Pour ses prestigieux clients, les équipes de Rythmes & Sons établissent des produits sur-mesure selon les préceptes de l’artisanat. Une fierté pour le clan Walter. « Ce qui est important, c’est d’essayer de comprendre les gens et de leur proposer des solutions. Nous avons une obligation de résultats en matière de sécurité et il serait extrêmement dangereux de pouvoir penser que l’on peut s’en soustraire », reconnaît Claude. La meilleure illustration de cette philosophie se trouve vraisemblablement chez Thales, groupe d’électronique spécialisé dans l’aérospatial, dont le retour fut élogieux : aucune caisse cassée et zéro blessé recensé l’an dernier. Ergonomie toujours.

Ce nouveau virage pris par la société bas-rhinoise devrait bientôt être symbolisé par la création d’une nouvelle entité commerciale à destination de clients pas forcément portés sur la grande musique. « L’image de Rythmes & Sons est plutôt reconnue et bonne dans le monde de l’évènementiel. En revanche, on a un déficit de crédibilité vis-à-vis de l’industrie », souligne M. Walter.

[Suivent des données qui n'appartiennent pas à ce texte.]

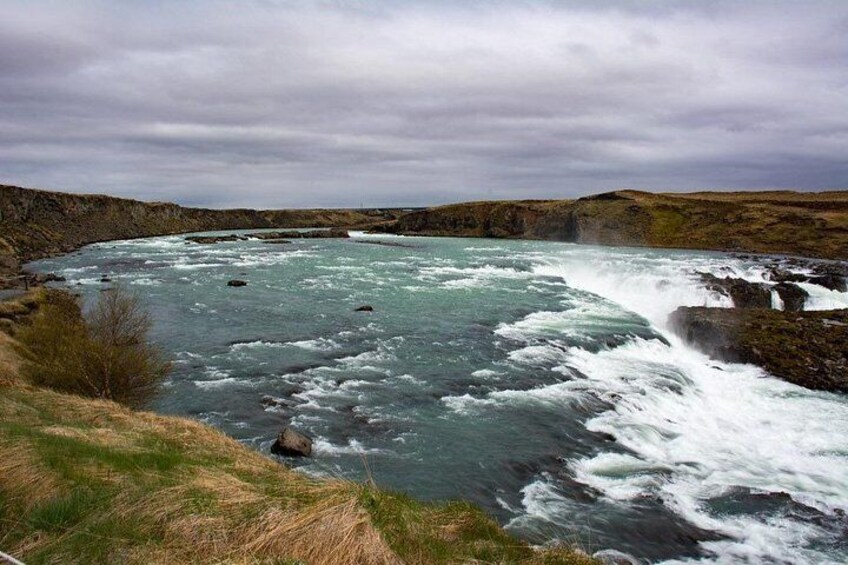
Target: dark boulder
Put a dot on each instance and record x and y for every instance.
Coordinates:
(809, 349)
(793, 296)
(292, 444)
(832, 281)
(744, 294)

Surtout que le besoin de trouver de nouveaux débouchés repose sur un triste constat. « En Europe, la pratique de la musique est en recul malgré des infrastructures conséquentes, développe-t-il. C’est aussi une tendance culturelle, l’apprentissage de la pratique musicale est quelque chose d’ingrat qui demande beaucoup de travail et implique des sacrifices personnels qui sont moins dans l’air du temps. En France, on ne l’aborde pas de manière suffisamment ludique. On ne demande pas aux jeunes ce qu’ils ont envie de jouer tout en insistant sur la connaissance parfaite du solfège. Il faudrait réajuster cela dans le but de favoriser la pratique ». Sur le coup, les cloches de Francfort, situées en contrebas, n’ont pas bronché.

Atelier Rythmes & Sons © Christophe Urbain
Photo : Christophe Urbain

Esprit de famille

Sur les 25 salariés de Rythmes & Sons, la famille Walter représente 20% de l’effectif. « On n’a pas élevé nos enfants dans l’idée qu’ils allaient travailler un jour avec nous. Quand on y pense, c’est même dangereux par rapport à l’incertitude de l’économie », indique Claude Walter. Dans ses locaux d’Illkirch-Graffenstaden, le patriarche est accompagné de Catherine, son épouse, qui s’occupe de l’administration. À cela s’ajoutent ses trois enfants : Chloé, commerciale, Adeline, en charge du marketing et de la communication, ainsi que Terry qui réalise des crash-tests dans le bureau d’études. La famille précise cependant que la force principale de l’entreprise est d’avoir su s’entourer d’une équipe dynamique et pluridisciplinaire dont l’entente fait la performance.